I found a very nice list of HIPAA guidelines at EMRUpdate by the infamous AlBorg. Here’s his list that I’d like to take and refine as a permanent posting on the site. I really think this gives people a good outline of what’s most important in HIPAA compliance in an EMR:
1. Under the Privacy Rule, patients have the right to adequate notice of the uses and disclosures of their private health information that may be made by the covered entity (s.a. the provider), as well as their rights and the covered entity’s legal obligations. Notices must be in plain language and clearly posted. Certain covered entities must make a good faith effort to obtain an individual’s acknowledgment of receipt of this notice. In certain cases, notice may be provided electronically i.e. via your EMR.
2. HIPAA requires restricted access to sensitive data, including password protection. The minimal level of this protection has not yet been established, but most systems in hospitals have upped the difficulty of entering into a computer to including both password protection at the level of Windows logon and later to the software logon.

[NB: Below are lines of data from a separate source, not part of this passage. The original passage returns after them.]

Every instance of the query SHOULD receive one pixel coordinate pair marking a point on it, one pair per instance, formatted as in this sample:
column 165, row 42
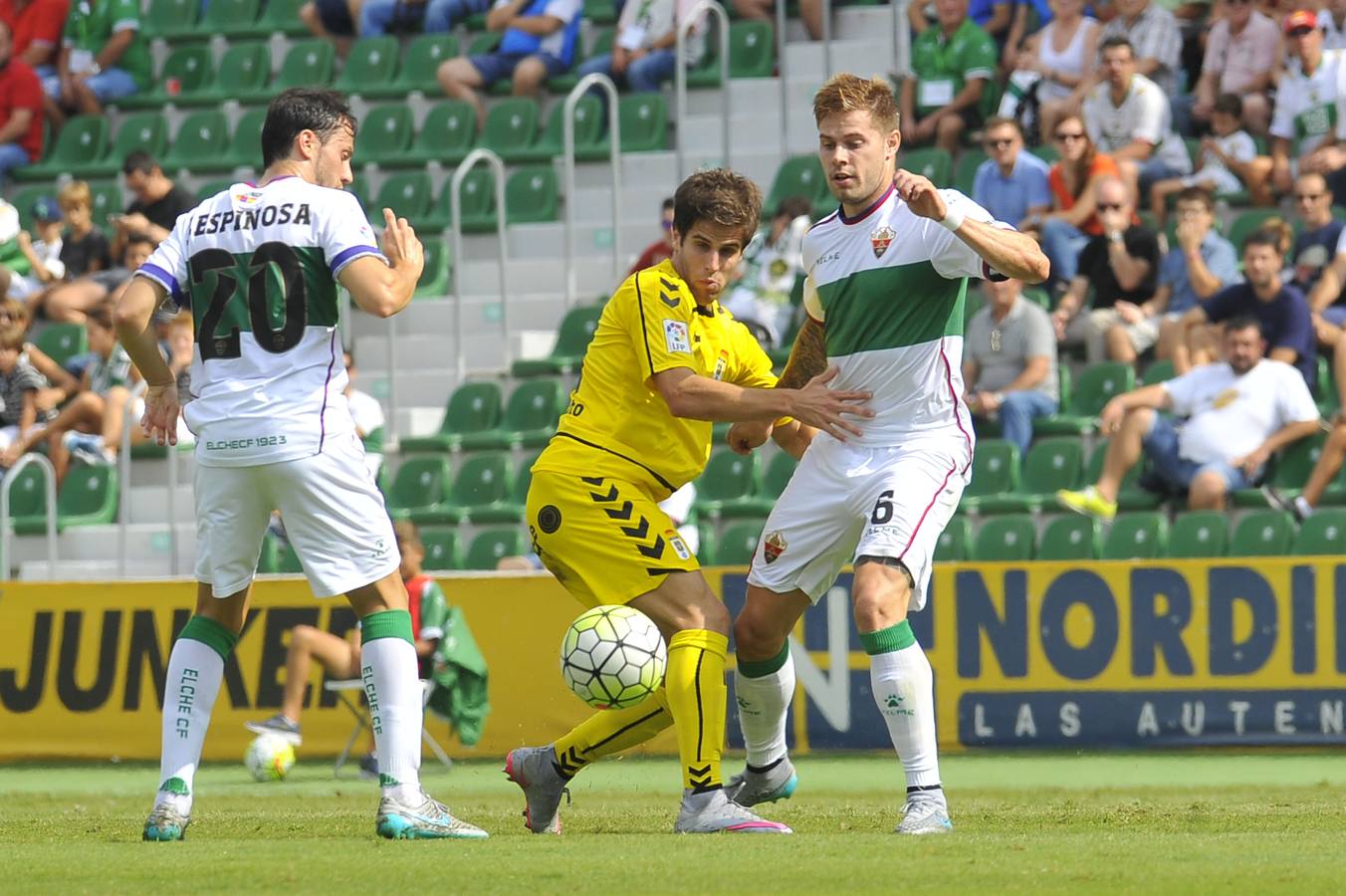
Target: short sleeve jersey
column 618, row 423
column 257, row 267
column 890, row 286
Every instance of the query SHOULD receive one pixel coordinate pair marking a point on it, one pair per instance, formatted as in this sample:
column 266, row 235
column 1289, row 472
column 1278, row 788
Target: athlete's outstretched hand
column 401, row 246
column 920, row 194
column 160, row 417
column 825, row 409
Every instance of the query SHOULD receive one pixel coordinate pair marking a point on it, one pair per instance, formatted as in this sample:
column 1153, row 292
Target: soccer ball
column 612, row 657
column 270, row 758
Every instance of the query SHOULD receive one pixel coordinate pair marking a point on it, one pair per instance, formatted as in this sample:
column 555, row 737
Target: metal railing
column 457, row 260
column 684, row 26
column 614, row 153
column 7, row 525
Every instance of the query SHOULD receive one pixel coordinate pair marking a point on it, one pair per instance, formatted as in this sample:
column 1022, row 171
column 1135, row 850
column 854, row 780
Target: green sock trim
column 211, row 634
column 386, row 623
column 888, row 640
column 764, row 667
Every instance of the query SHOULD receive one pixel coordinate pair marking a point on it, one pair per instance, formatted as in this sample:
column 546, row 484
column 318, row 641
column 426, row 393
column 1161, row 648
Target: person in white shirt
column 1234, row 416
column 1128, row 117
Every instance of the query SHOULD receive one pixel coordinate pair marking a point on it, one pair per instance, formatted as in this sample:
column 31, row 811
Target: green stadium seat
column 1097, row 385
column 490, row 545
column 1323, row 535
column 1070, row 537
column 729, row 486
column 1262, row 533
column 62, row 341
column 1136, row 536
column 738, row 543
column 530, row 417
column 474, row 406
column 420, row 483
column 419, row 69
column 385, row 133
column 572, row 339
column 442, row 550
column 953, row 541
column 1005, row 539
column 81, row 141
column 371, row 61
column 88, row 497
column 198, row 141
column 1198, row 533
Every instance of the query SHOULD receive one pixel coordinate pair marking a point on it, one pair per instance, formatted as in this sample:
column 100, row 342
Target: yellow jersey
column 618, row 423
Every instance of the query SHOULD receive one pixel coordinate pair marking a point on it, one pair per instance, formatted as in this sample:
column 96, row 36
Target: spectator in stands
column 35, row 29
column 103, row 58
column 768, row 272
column 1012, row 182
column 20, row 111
column 1074, row 182
column 1121, row 267
column 1128, row 115
column 661, row 248
column 1197, row 267
column 539, row 42
column 1228, row 160
column 952, row 64
column 1238, row 413
column 1280, row 311
column 643, row 54
column 1010, row 362
column 1241, row 52
column 157, row 201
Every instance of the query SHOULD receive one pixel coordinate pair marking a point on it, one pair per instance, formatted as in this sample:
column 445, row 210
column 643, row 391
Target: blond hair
column 848, row 93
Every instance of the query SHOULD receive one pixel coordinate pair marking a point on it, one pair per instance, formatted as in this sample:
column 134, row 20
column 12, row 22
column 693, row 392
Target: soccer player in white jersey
column 259, row 268
column 887, row 275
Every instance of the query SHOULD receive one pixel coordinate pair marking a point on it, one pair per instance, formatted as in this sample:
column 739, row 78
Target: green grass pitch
column 1042, row 822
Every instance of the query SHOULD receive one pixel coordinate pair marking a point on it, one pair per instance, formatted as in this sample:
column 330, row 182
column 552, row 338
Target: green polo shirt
column 92, row 23
column 943, row 68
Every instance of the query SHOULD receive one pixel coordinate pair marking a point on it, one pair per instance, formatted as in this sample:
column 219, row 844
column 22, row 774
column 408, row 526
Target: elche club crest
column 880, row 238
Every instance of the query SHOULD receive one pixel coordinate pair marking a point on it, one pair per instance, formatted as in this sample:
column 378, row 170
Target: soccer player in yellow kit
column 665, row 362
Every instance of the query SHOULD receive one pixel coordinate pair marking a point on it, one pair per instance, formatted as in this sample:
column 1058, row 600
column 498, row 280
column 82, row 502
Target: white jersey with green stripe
column 890, row 286
column 257, row 268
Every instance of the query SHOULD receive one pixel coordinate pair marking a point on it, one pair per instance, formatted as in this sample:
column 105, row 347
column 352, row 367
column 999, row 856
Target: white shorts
column 847, row 502
column 333, row 512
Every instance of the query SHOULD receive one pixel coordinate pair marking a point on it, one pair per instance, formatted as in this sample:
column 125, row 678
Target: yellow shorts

3. Encryption of emails, faxes, and other document transmissions should be considered, although difficult. If you encrypt an email, for example, how will the patient, physician, or hospital receiving entity decript the message?
4. You should add the capability to track the use or users of protected health information.
5. For billing, any electronically transmitted information should be encrypted, and if you use an intermediary, make sure that they use HIPAA-compliant ANSI format e-billing forms.
6. Should you have to provide documentation to a legal entity, s.a. during a lawsuit, you should be able to set user restrictions to only the patient data needed, making the rest of the EMR patient data locked.
7. You should make sure that users know how to report to the covered entity any use or disclosure of the information, in violation of the agreement, of which it becomes aware.